Executive employment agreements must begin with a preamble "of the article which defines the overall objective of the agreement. Each recital begins with "Whereas." Typically, the first recital should state simply that the "employer of Directors wishes to employ workers in the leadership capacity and desire of employees to be so employed in that capacity." After all other applicable recitals, the agreement should say "Therefore, in consideration of the mutual covenants and conditions set forth below, the parties agree as follows."
The following are the main provisions commonly found in agreements executives:
1. Period. The length of the term of the agreement and the date of termination must be provided. In addition, any agreement regarding the option to renew the agreement or on the side of the executive side of society, or both, must be addressed. Most likely, the contract will be renewed or renewed under the same terms set out in the agreement by mutual agreement of the parties.

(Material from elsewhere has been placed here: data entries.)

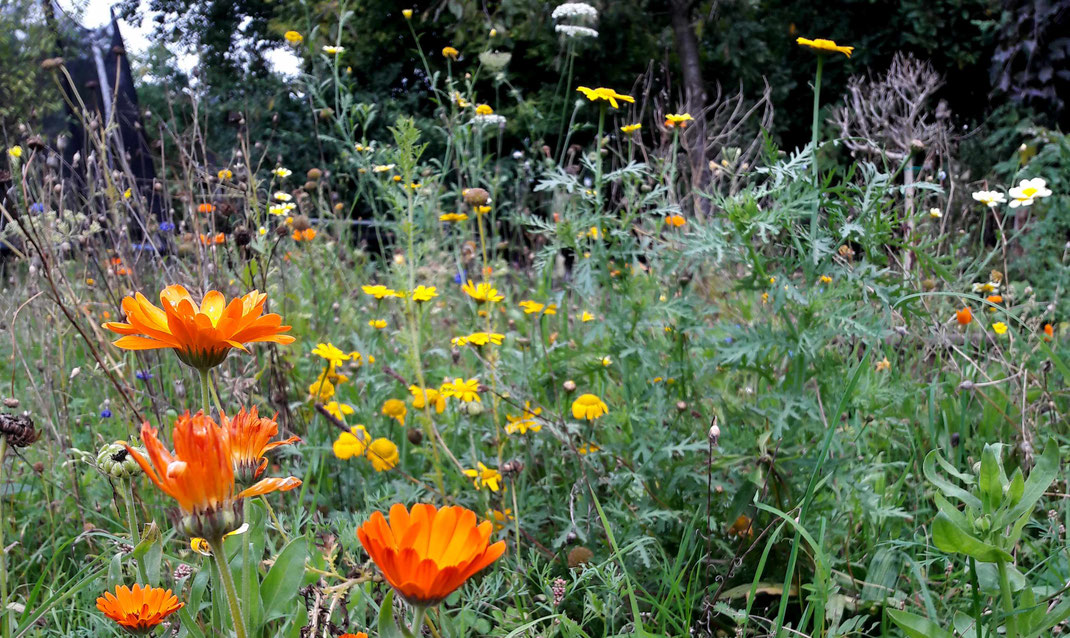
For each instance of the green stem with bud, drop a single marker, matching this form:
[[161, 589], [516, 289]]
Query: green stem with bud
[[417, 623], [228, 586], [814, 132], [133, 526], [205, 392], [5, 614]]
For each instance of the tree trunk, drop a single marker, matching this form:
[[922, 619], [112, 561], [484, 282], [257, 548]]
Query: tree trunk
[[694, 94]]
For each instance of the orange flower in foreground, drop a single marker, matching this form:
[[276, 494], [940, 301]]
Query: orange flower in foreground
[[199, 474], [201, 335], [249, 435], [429, 552], [138, 609]]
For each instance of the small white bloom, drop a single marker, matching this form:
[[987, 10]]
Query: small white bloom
[[1027, 191], [574, 10], [574, 31], [990, 198]]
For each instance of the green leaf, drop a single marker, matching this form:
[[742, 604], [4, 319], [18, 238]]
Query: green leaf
[[990, 484], [1040, 479], [1015, 488], [388, 626], [280, 586], [948, 536], [916, 626], [949, 489]]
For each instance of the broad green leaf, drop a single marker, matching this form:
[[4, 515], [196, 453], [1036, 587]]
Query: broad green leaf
[[1015, 488], [1040, 479], [915, 626], [990, 483], [284, 579], [949, 489], [388, 626], [949, 537]]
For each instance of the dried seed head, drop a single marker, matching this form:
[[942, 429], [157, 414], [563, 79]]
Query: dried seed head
[[242, 236], [18, 430], [579, 556]]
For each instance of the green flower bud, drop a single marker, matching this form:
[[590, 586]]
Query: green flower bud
[[115, 461]]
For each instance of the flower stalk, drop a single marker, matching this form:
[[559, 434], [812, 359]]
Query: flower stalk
[[814, 132], [228, 586]]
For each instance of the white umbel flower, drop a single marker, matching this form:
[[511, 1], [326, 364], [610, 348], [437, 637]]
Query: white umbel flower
[[574, 31], [1027, 192], [575, 10]]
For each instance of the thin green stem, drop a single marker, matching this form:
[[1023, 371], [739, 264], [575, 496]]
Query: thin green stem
[[814, 133], [205, 393], [1008, 601], [228, 586], [5, 614], [133, 527], [598, 176]]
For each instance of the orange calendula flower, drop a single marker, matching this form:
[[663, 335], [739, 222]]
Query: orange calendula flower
[[139, 609], [428, 553], [199, 474], [825, 45], [250, 439], [590, 407], [202, 335]]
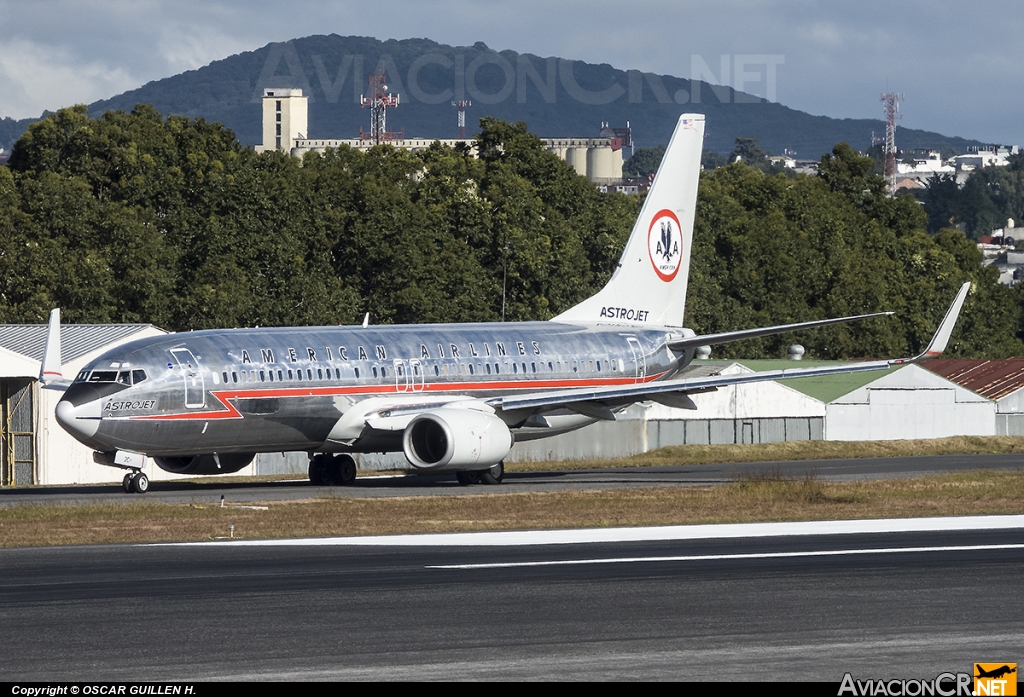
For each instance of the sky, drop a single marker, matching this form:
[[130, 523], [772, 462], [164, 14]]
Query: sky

2. Compensation and benefits. First, this provision should list the employee's annual salary. Depending on the potential salary adjustments, increases or decreases should be established. The office may be able to negotiate a salary increase automatically if a certain event occurs, such as a merger, sale of the company, or achieve certain objectives. The employee benefits package should also be described, including stock options, health insurance, expense accounts, and holidays.
3. Duties of employee. The position of the employee must be entered again, and its expected functions must be described in detail. If the specific services of the executive may be extended or shortened by mutual agreement, this should be so indicated. Executive should commit to the responsibilities and devote his time to production, capacity, and attention to the business of the employer during the term of the Agreement and comply with all applicable Federal, ' State and local laws.

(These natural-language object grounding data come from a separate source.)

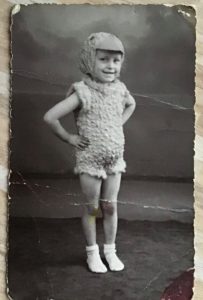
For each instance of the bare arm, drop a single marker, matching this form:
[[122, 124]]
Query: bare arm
[[129, 108], [60, 110]]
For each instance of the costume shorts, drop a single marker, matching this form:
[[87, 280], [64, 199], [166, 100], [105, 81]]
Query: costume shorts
[[100, 165]]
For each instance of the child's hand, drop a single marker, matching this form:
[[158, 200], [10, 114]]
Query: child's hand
[[80, 142]]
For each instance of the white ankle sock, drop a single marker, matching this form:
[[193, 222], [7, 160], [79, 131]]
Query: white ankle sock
[[115, 264], [94, 261]]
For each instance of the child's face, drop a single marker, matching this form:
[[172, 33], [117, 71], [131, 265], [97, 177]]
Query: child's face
[[107, 65]]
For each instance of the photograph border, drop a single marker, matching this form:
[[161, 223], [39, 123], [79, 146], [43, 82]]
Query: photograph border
[[9, 8]]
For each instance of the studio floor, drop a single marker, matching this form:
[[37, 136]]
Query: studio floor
[[46, 260]]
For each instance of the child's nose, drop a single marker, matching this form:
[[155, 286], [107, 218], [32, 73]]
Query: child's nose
[[110, 64]]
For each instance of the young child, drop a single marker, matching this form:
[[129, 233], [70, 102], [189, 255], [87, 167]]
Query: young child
[[102, 104]]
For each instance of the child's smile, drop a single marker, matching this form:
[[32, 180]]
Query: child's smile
[[107, 65]]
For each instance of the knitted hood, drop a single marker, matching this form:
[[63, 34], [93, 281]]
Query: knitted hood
[[99, 40]]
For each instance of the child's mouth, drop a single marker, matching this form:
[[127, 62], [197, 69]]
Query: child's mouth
[[109, 73]]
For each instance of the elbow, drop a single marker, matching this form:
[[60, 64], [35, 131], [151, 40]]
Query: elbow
[[47, 119]]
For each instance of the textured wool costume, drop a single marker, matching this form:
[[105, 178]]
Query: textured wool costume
[[99, 117], [100, 120]]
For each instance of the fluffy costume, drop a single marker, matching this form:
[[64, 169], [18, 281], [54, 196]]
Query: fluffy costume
[[100, 120]]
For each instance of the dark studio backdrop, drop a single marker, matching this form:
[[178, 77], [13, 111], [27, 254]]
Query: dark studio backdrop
[[158, 70]]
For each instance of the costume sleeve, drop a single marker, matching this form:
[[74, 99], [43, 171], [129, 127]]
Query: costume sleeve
[[128, 99], [83, 94]]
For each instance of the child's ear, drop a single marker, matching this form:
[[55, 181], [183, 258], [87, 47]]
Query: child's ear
[[70, 91]]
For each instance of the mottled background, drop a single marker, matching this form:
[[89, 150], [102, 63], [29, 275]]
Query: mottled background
[[159, 71]]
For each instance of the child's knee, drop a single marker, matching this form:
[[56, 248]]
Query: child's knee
[[92, 210], [108, 207]]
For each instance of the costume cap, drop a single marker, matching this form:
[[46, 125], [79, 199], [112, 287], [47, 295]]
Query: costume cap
[[99, 40]]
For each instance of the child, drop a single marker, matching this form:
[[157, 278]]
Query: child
[[102, 104]]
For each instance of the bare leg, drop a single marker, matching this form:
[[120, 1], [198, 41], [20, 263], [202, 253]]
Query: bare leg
[[110, 189], [109, 194], [91, 187]]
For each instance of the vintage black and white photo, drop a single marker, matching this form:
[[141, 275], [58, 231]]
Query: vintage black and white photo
[[102, 130]]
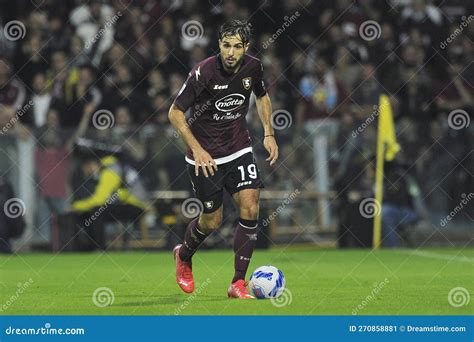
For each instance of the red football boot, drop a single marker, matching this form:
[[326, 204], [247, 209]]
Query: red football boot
[[184, 272], [239, 290]]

4. Obligations of the employer. The employer must undertake to pay all compensation, benefits and allowances provided in the agreement. The employer must also agree to provide office space, and if approved, would "help reporters" (a secretary), if applicable.
5. Confidential Information. The employee must agree to keep confidential information confidential and not disclose confidential information to third during the term of his employment and for a period of time after employment, which could be one to three years or more .
6. Non-competition. The company should require the executive to promise not to work, directly or indirectly, as owner, partner, director, officer, employee or consultant for a company that competes with the employer during the period of agreement and for a certain period of time after.
7. Termination. The agreement should specify whether or not the employee can be terminated only for cause or for any other reason. If for cause, the cause must be defined. A possible definition for a reason would be: (a) any breach of material obligations owed to the employer, (b) non-compliance with a directive of the Board of Directors of the Company, or (c) conviction of a crime or an act involving moral turpitude. The severance pay will be due to management.